Before doing anything, you have to remove any duplicate $(x,y)$ pairs from your data. Interpolating functions don't like double-valued functions. 10 of your points are like these two:
data[[{3197, 3250}]]
(* {{10.20913`, -0.18115`, -0.15105`, 50.42686`},
{10.20913`, -0.18115`, -0.15105`, 50.42685`}} *)
So just throw out the duplicates via
data = DeleteDuplicatesBy[data, #[[;; 2]] &];
xy = data[[All, ;; 2]];
How can I generate, let's say 100000, random (x,y) initial conditions inside the oval region of the above plot?
You can define the oval region using ConvexHullMesh
, and then use RandomPoint
to generate your points.
xy = data[[All, ;; 2]];
pts = RandomPoint[ConvexHullMesh[xy], 100000];
Graphics[{Point[pts], Red, Point[xy]}]
Assuming that we have generated 100000 (x,y) initial conditions, inside the oval region, how can we exploit the original data in order to interpolate the momenta $p_x$ and $p_y$ of the additional initial conditions?
Now just make your interpolation functions. You need to set the InterpolationOrder
to 1 because the $(x,y)$ points don't lie on a rectangular grid. Check the documentation for Interpolation
to see why you have to rearrange the list structure.
px = Interpolation[{{#1, #2}, #3} & @@@ data,
InterpolationOrder -> 1]
py = Interpolation[{{#1, #2}, #4} & @@@ data,
InterpolationOrder -> 1];
and generate the new data via
newData = {#1, #2, px[##], py[##]} & @@@ pts;
Here is the new data (in blue) along with the old data (in red) for the px variable
Graphics3D[{
Red, PointSize@Medium, Point[data[[All, ;; 3]]],
Blue, PointSize@Small, Point[
newData[[All, ;; 3]]]}]
Edit If you are working in an older version of Mathematica, before there was a ConvexHullMesh
or RandomPoint
, you can still make this work, but the only way I could think was to use rejection sampling to get the new data points.

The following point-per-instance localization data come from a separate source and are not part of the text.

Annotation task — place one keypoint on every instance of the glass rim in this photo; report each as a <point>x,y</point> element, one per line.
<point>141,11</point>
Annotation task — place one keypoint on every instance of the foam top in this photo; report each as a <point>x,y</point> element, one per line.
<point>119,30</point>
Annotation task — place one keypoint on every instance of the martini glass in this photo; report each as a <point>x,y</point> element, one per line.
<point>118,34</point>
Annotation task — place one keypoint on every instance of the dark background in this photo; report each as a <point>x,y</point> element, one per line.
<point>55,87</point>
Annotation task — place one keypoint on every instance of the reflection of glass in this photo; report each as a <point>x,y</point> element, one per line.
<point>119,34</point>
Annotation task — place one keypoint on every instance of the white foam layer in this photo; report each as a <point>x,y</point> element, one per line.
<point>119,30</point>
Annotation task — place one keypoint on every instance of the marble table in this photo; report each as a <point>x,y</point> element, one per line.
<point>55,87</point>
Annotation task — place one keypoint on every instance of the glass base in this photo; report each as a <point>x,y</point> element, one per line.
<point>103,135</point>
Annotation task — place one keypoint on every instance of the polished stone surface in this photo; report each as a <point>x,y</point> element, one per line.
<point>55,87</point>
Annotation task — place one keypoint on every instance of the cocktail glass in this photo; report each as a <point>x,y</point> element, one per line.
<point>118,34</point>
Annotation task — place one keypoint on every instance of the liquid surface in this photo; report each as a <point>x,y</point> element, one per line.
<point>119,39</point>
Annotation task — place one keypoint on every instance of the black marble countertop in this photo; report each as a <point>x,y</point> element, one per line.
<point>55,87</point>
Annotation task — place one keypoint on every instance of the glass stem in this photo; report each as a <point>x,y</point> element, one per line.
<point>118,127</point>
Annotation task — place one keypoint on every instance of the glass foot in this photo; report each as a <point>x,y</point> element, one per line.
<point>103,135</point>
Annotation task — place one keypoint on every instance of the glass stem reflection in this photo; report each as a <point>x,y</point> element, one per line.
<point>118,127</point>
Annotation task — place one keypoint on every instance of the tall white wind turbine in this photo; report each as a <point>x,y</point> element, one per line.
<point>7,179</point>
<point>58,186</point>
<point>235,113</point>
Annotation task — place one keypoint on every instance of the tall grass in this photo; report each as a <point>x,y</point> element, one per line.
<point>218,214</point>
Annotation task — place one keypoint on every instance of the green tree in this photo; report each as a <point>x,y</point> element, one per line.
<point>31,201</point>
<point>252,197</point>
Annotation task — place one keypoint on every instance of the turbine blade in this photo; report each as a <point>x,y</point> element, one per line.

positionDuplicates[list_] :=
Flatten[Rest /@ GatherBy[Range@Length[list], list[[#]] &]];
data = ReplacePart[data,
Thread[positionDuplicates[data[[All, ;; 2]]] -> Sequence[]]];
xy = data[[All, ;; 2]];
px = Interpolation[{{#1, #2}, #3} & @@@ data, InterpolationOrder -> 1];
py = Interpolation[{{#1, #2}, #4} & @@@ data, InterpolationOrder -> 1];
range = {Min@#, Max@#} & /@ Transpose[xy];
pointsBeta = Transpose[{
RandomReal[First@range, 100000],
RandomReal[Last@range, 100000]
}
];
pgon = Polygon[
data[[Graphics`Mesh`ConvexHull[xy], ;; 2]]
];
pts = Select[pointsBeta, Graphics`Mesh`InPolygonQ[pgon, #] &];
newData = {#1, #2, px[##], py[##]} & @@@ pts;
Graphics3D[{
Red, PointSize@Medium, Point[data[[All, ;; 3]]],
Blue, PointSize@Small, Point[ newData[[All, ;; 3]]]
}, Method -> {"ShrinkWrap" -> True}]
should give the same result, but only giving 80,000 points instead of 100,000. Code borrowed and adapted from this answer and this answer.